Case 1: Male Worker. Married, 4 children
‘He heard the mine come down and rushed to the floor of his cloakroom with his wife. He felt the explosion hit his stomach, and for 2 to 3 minutes he had considerable difficulty in getting his breath… On recovery he saw the whole house in ruins except for the walls of the room where he was. He heard moaning, and set about digging for his children – this was the worst experience of all; he felt “in a mental frenzy”… His wife sat about dazed. Then he called for the ambulances, and fainted – to wake up later in hospital. Two of the family were found dead…’
Case 37: Mrs C, housewife ‘with a good personality’. Married, 4 children
‘In the May blitz her house was demolished and after being imprisoned for ¾ of an hour she was released by the wardens. She had been in this house only a couple of hours, having moved from a house which was demolished the night before. She had already been bombed out of a third house in March. Her sister, with her 5 children, were killed in a raid… She dreamt of raids and used to lie awake imagining horrors. She could not forget the death of her sister’s children and used to cry all day. She had headaches and fits of dizziness and was terrified of the siren.’178
These experiences almost certainly produced profound trauma in many of the victims, though the language now used to describe it and the therapies to assist it have all been post-war developments. Few claimed to have gone to a doctor, and the men returned to work within days or weeks. The psychiatrists observed that all their interviewees were willing, even eager to talk. Their somatic experiences were evidently not unique to Hull and could be traced in every bombing raid across Europe. But they constituted a private crisis, veiled by the official bland assertions that Hull was, after all, ‘mentally stable’.

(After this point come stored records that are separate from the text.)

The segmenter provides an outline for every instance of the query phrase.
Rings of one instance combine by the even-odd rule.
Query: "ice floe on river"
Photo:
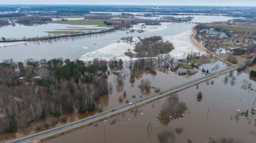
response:
[[[170,53],[175,58],[185,58],[188,54],[199,53],[201,55],[206,54],[204,51],[196,47],[191,39],[193,32],[192,30],[175,35],[171,35],[163,37],[164,41],[172,43],[174,49]]]
[[[187,57],[188,54],[191,53],[199,53],[200,54],[206,54],[207,53],[196,47],[191,39],[192,30],[175,35],[163,37],[164,41],[170,41],[172,43],[174,49],[170,52],[170,54],[175,58]],[[134,38],[134,41],[138,41],[137,38]],[[129,60],[129,57],[125,53],[129,49],[131,52],[134,49],[135,43],[129,44],[125,42],[113,43],[107,46],[96,51],[88,53],[80,58],[80,60],[88,61],[97,58],[101,60],[109,60],[110,59],[121,58],[123,60]]]
[[[172,23],[170,22],[162,22],[159,26],[146,26],[144,23],[139,23],[134,25],[130,30],[143,30],[144,32],[155,32],[160,30],[163,30],[168,28],[168,25]]]
[[[7,47],[7,46],[17,45],[23,44],[26,44],[26,42],[22,41],[22,42],[0,43],[0,48],[3,47]]]
[[[93,59],[97,58],[107,61],[113,58],[128,60],[130,57],[126,56],[125,53],[128,49],[133,51],[134,46],[134,44],[129,44],[125,42],[112,43],[102,48],[82,56],[80,60],[88,61],[92,61]]]

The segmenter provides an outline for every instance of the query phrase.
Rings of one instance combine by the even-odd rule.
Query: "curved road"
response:
[[[209,80],[211,78],[218,77],[219,75],[222,75],[225,73],[228,73],[230,71],[233,71],[237,69],[240,65],[244,64],[242,62],[238,65],[232,66],[229,68],[226,68],[224,69],[221,69],[218,72],[208,74],[205,77],[191,81],[190,82],[175,86],[174,87],[170,88],[168,90],[161,91],[157,94],[150,95],[147,97],[145,97],[139,99],[138,100],[135,101],[133,103],[127,104],[116,108],[113,109],[112,110],[102,112],[89,117],[87,117],[76,122],[73,122],[63,126],[57,127],[48,131],[40,132],[30,136],[25,137],[23,138],[19,138],[14,141],[10,141],[9,142],[31,142],[36,140],[40,140],[43,138],[48,137],[51,136],[60,136],[62,133],[64,133],[64,132],[67,131],[72,131],[74,128],[77,128],[80,126],[82,125],[88,124],[89,123],[94,123],[95,121],[98,121],[102,120],[107,117],[109,117],[112,116],[114,116],[117,114],[119,114],[122,112],[126,112],[134,108],[135,106],[142,106],[147,103],[151,102],[156,99],[166,96],[170,94],[172,94],[185,89],[188,88],[191,86],[194,86],[195,85],[198,84],[199,83],[203,82],[204,81]]]

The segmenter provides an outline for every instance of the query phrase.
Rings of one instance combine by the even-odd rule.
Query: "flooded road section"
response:
[[[129,102],[138,100],[142,97],[154,94],[155,91],[159,92],[157,91],[157,89],[159,89],[160,91],[164,90],[204,76],[204,74],[199,72],[200,69],[195,69],[199,72],[191,75],[179,75],[177,71],[172,72],[162,66],[158,67],[158,65],[156,65],[154,70],[155,73],[154,72],[150,72],[148,70],[136,72],[133,76],[134,78],[131,79],[131,69],[129,68],[129,63],[131,61],[133,61],[123,63],[123,68],[121,70],[121,72],[119,74],[113,73],[112,70],[109,69],[110,74],[108,81],[109,82],[110,93],[109,95],[101,96],[99,99],[96,101],[97,110],[94,112],[81,114],[79,113],[78,110],[76,110],[73,113],[65,114],[63,116],[67,118],[66,120],[64,120],[65,121],[61,121],[63,120],[61,118],[63,117],[61,116],[59,117],[49,117],[46,120],[33,122],[26,129],[19,130],[14,133],[1,134],[0,142],[5,142],[15,138],[29,136],[36,132],[42,132],[43,130],[38,130],[38,127],[44,127],[46,123],[51,122],[52,119],[55,119],[55,120],[59,121],[54,127],[59,127],[64,124],[77,121],[101,112],[110,110]],[[134,62],[135,61],[133,61]],[[219,64],[217,62],[215,63],[216,64]],[[214,64],[213,63],[213,64]],[[223,66],[225,65],[223,63],[222,64],[223,64]],[[222,66],[220,66],[220,67],[222,67]],[[121,77],[122,79],[123,84],[122,85],[119,85],[118,83],[118,77]],[[150,88],[149,91],[142,90],[139,87],[142,80],[146,81],[146,79],[148,79],[151,82],[150,86],[151,88]]]
[[[160,85],[174,82],[166,79]],[[247,73],[234,72],[179,92],[177,99],[167,96],[46,142],[206,142],[209,137],[255,142],[255,87]],[[172,113],[163,120],[166,105],[184,103],[183,115]]]

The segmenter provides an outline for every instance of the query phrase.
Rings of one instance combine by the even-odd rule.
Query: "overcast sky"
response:
[[[0,0],[0,5],[27,4],[256,6],[256,0]]]

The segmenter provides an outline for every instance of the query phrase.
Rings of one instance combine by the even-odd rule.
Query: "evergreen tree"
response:
[[[12,116],[9,120],[9,128],[8,128],[8,132],[13,132],[17,130],[17,123],[14,119],[14,116]]]

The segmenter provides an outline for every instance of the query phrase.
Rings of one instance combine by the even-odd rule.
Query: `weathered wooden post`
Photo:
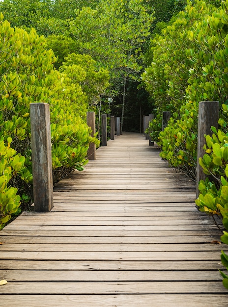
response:
[[[163,112],[162,116],[162,131],[164,131],[166,127],[167,127],[171,117],[171,113],[169,111],[164,111]],[[162,158],[162,160],[165,160],[165,159]]]
[[[145,116],[145,130],[149,128],[149,115],[146,115]],[[149,139],[149,133],[146,133],[145,132],[145,139]]]
[[[212,135],[211,127],[214,126],[218,129],[218,121],[219,117],[219,102],[201,102],[199,106],[198,122],[198,143],[197,146],[197,198],[199,192],[199,182],[200,180],[205,180],[208,177],[203,173],[202,168],[200,165],[200,157],[202,157],[205,154],[203,149],[206,143],[204,135]]]
[[[94,112],[86,112],[87,125],[90,127],[92,130],[92,136],[93,136],[96,132],[95,119]],[[89,147],[87,153],[87,156],[88,160],[96,160],[96,145],[94,143],[89,144]]]
[[[143,119],[142,119],[142,132],[143,132],[144,135],[145,135],[145,115],[143,115]]]
[[[31,103],[30,116],[34,209],[49,211],[53,207],[49,105]]]
[[[101,146],[107,146],[107,115],[101,115]]]
[[[116,135],[120,135],[120,117],[116,117]]]
[[[154,118],[154,115],[153,113],[150,113],[149,114],[149,123],[151,122]],[[149,146],[153,146],[154,145],[154,142],[152,140],[151,137],[149,133]]]
[[[168,122],[171,117],[171,113],[169,111],[163,112],[162,118],[162,131],[165,130],[165,128],[167,127]]]
[[[114,140],[115,135],[115,117],[111,116],[110,118],[110,138]]]

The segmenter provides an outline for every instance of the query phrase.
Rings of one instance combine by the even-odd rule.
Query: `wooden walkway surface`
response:
[[[124,134],[0,232],[0,306],[223,307],[221,232],[195,186]]]

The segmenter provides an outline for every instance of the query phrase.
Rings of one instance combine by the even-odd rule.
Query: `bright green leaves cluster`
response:
[[[227,136],[225,137],[227,138]],[[222,160],[227,159],[227,151],[223,149],[227,148],[227,146],[221,147],[221,146],[215,146],[218,143],[213,142],[214,144],[211,146],[213,149],[212,154],[213,160],[216,157],[219,157]],[[225,145],[228,143],[225,143]],[[210,170],[211,173],[213,175],[213,170],[217,169],[216,164],[214,164],[210,161],[208,158],[209,155],[204,155],[203,157],[205,164],[207,164],[208,167],[207,169]],[[217,163],[220,164],[220,163]],[[213,167],[214,164],[214,167]],[[209,167],[210,165],[210,167]],[[219,165],[219,166],[221,166]],[[217,173],[217,172],[216,172]],[[201,194],[200,194],[199,198],[196,201],[197,205],[199,206],[200,211],[204,211],[212,214],[221,214],[223,217],[223,223],[227,230],[228,230],[228,164],[227,162],[226,166],[224,170],[224,176],[221,176],[221,184],[219,188],[217,188],[214,182],[211,182],[208,178],[204,181],[201,180],[199,185],[199,190]],[[224,231],[224,234],[221,236],[221,240],[226,244],[228,244],[228,232]],[[225,267],[228,270],[228,255],[226,254],[223,251],[221,255],[222,263]],[[223,281],[224,286],[228,288],[228,276],[222,271],[220,273],[224,278]]]
[[[11,148],[8,149],[8,153],[10,150],[14,151],[13,155],[17,153],[13,159],[8,160],[3,157],[1,160],[8,170],[2,174],[5,176],[2,197],[5,194],[9,201],[2,201],[1,210],[6,214],[9,212],[9,217],[16,209],[9,205],[6,209],[5,201],[8,204],[15,202],[16,205],[21,200],[23,208],[27,209],[32,201],[30,103],[46,102],[50,105],[54,183],[74,169],[82,170],[87,162],[89,143],[97,141],[90,136],[86,123],[87,100],[80,81],[72,77],[76,73],[72,65],[66,64],[61,72],[54,70],[56,58],[53,51],[47,49],[44,37],[39,37],[34,29],[28,33],[11,27],[9,23],[3,21],[2,15],[0,21],[0,86],[2,90],[0,139],[5,144],[10,138]],[[77,72],[83,74],[82,68]],[[20,196],[16,197],[17,191]],[[6,220],[6,217],[2,223]]]
[[[199,102],[223,103],[228,94],[226,7],[227,1],[219,8],[188,1],[185,11],[152,41],[152,63],[142,75],[158,112],[171,113],[170,125],[155,140],[162,156],[194,179]],[[150,127],[153,130],[153,123]]]
[[[11,217],[20,212],[21,198],[17,195],[18,189],[9,186],[17,176],[23,176],[26,171],[25,157],[16,155],[16,151],[10,148],[12,139],[8,138],[8,144],[0,140],[0,230]]]
[[[101,97],[109,85],[109,72],[98,68],[96,64],[90,55],[73,53],[65,58],[60,68],[60,71],[81,86],[90,107],[99,105]]]

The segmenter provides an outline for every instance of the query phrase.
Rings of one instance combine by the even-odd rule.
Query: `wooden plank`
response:
[[[49,232],[44,230],[43,228],[41,228],[41,230],[33,230],[28,229],[26,230],[18,230],[16,231],[14,230],[11,231],[6,230],[2,230],[1,232],[1,235],[12,235],[20,236],[21,235],[32,235],[32,236],[66,236],[66,237],[94,237],[94,236],[106,236],[106,237],[139,237],[139,236],[207,236],[210,235],[212,238],[214,236],[221,236],[220,230],[182,230],[180,231],[179,230],[106,230],[105,233],[102,230],[98,230],[96,231],[83,230],[81,228],[81,230],[77,231],[72,231],[71,230],[62,231],[58,230],[50,230]]]
[[[33,219],[31,220],[20,220],[17,219],[14,221],[14,224],[15,225],[27,225],[28,226],[30,225],[55,225],[55,226],[69,226],[69,225],[90,225],[90,226],[150,226],[152,223],[153,225],[185,225],[186,224],[186,220],[142,220],[139,221],[133,220],[133,221],[126,221],[123,220],[122,219],[120,220],[93,220],[92,218],[87,218],[86,220],[70,220],[65,219],[63,220],[42,220],[42,219]],[[214,225],[213,221],[208,219],[205,219],[203,221],[201,220],[195,219],[195,220],[188,220],[188,224],[189,225]]]
[[[30,233],[28,233],[29,234]],[[220,236],[213,236],[213,238],[209,234],[204,236],[144,236],[144,237],[109,237],[109,236],[0,236],[0,242],[4,244],[8,243],[27,243],[27,244],[105,244],[112,243],[113,244],[168,244],[175,243],[183,244],[187,242],[189,243],[211,243],[219,244]],[[219,248],[221,248],[220,246]],[[0,251],[4,248],[4,245],[0,247]]]
[[[125,230],[125,231],[135,231],[135,230],[139,230],[139,231],[150,231],[150,230],[179,230],[181,231],[182,230],[202,230],[203,229],[206,229],[208,230],[216,230],[218,228],[216,225],[164,225],[165,223],[163,223],[163,225],[146,225],[146,226],[139,226],[139,225],[131,225],[131,226],[115,226],[115,225],[100,225],[100,226],[90,226],[90,225],[85,225],[83,226],[82,225],[80,226],[75,226],[75,225],[66,225],[66,226],[62,226],[62,225],[58,225],[58,231],[65,231],[71,230],[72,231],[80,231],[83,230],[85,230],[87,231],[108,231],[110,230],[116,230],[121,231],[121,230]],[[8,225],[6,228],[6,230],[27,230],[29,227],[29,229],[31,230],[42,230],[43,231],[49,231],[49,230],[55,230],[55,225],[29,225],[28,226],[27,225],[17,225],[14,224],[11,224]]]
[[[83,271],[216,271],[223,270],[224,267],[218,260],[186,261],[87,261],[87,260],[4,260],[1,262],[1,269],[9,270],[46,270],[52,271],[72,270]]]
[[[76,306],[77,307],[161,307],[161,302],[167,307],[227,307],[227,295],[217,294],[158,294],[110,295],[29,295],[29,306]],[[25,307],[28,306],[28,296],[1,295],[2,307]]]
[[[119,294],[228,293],[221,281],[9,282],[3,294]]]
[[[226,246],[196,208],[195,183],[128,137],[59,182],[51,212],[1,231],[1,306],[227,306]]]
[[[204,243],[196,244],[115,244],[110,241],[109,244],[10,244],[4,243],[0,245],[0,251],[24,252],[184,252],[184,251],[212,251],[223,250],[228,250],[228,245],[221,244]]]
[[[0,259],[220,261],[221,251],[208,252],[1,252]]]
[[[71,271],[0,270],[1,278],[16,281],[221,281],[218,271]]]

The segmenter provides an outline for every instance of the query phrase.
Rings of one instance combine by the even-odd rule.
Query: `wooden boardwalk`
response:
[[[0,232],[1,307],[223,307],[221,232],[195,186],[124,134]]]

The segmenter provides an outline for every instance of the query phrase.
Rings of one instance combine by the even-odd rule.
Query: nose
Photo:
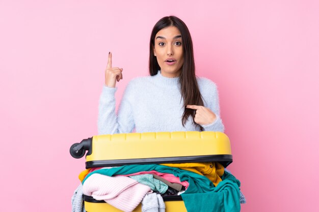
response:
[[[172,48],[172,45],[167,45],[167,55],[172,55],[173,54],[173,48]]]

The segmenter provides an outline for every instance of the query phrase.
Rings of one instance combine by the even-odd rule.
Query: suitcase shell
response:
[[[229,139],[220,132],[189,131],[127,133],[94,136],[73,144],[71,155],[86,156],[86,168],[129,164],[232,162]],[[76,156],[76,157],[74,157]],[[187,211],[180,196],[164,197],[166,212]],[[120,211],[103,201],[85,196],[88,212]],[[134,210],[141,211],[141,204]]]

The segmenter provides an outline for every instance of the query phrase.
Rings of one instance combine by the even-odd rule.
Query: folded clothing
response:
[[[152,192],[147,186],[124,176],[113,177],[94,173],[86,178],[83,194],[108,203],[125,212],[131,212],[143,197]]]
[[[224,174],[224,166],[218,162],[167,163],[161,164],[171,167],[192,171],[209,179],[214,186],[217,186],[222,181]]]

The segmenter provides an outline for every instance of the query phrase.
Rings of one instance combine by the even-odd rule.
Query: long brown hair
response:
[[[153,27],[149,43],[149,73],[151,76],[154,76],[157,74],[157,71],[161,69],[156,57],[153,53],[155,46],[155,36],[158,31],[170,26],[176,26],[181,34],[184,64],[182,66],[179,83],[181,98],[183,100],[183,106],[185,107],[181,119],[182,124],[184,126],[187,119],[191,115],[194,124],[199,126],[201,130],[203,130],[203,128],[196,124],[194,120],[196,111],[185,107],[187,105],[204,106],[204,103],[196,81],[193,42],[191,34],[186,24],[177,17],[173,16],[164,17],[157,21]]]

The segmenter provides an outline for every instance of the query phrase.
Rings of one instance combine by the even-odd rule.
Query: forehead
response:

This kind of hidden damage was not what interested the authorities. The ministries and armed forces worried about defeatism, fifth-columns, political radicalism, pacifism and rumours. The population was monitored by numerous agencies to seek out evidence of collective disaffection or social breakdown – the Ministry of Information Home Intelligence department, the Ministry of Home Security, the intelligence services of the three armed forces, the Ministry of Food Research Department and MI5, the internal security police. In this process the reaction to the bombing formed only one element among many potential sources of discontent and disillusionment. Even at the height of the bombing in March 1941, opinion polls found that only 8 per cent of respondents thought air raids the most important war problem; an April poll found that 62 per cent claimed to feel no more anxious about air raids than they had before the bombing started.179
The Home Intelligence reports of the Ministry of Information also reveal a patchwork of reactions during the months of the Blitz in which the strength of concern over bombing fluctuated sharply. There was nevertheless an assumption that bombing must affect ‘morale’ more than other problems because of its violent interruption of daily life and the deliberate targeting of working-class areas, which the largely professional and educated classes who monitored them thought likely to display less robust willpower under attack.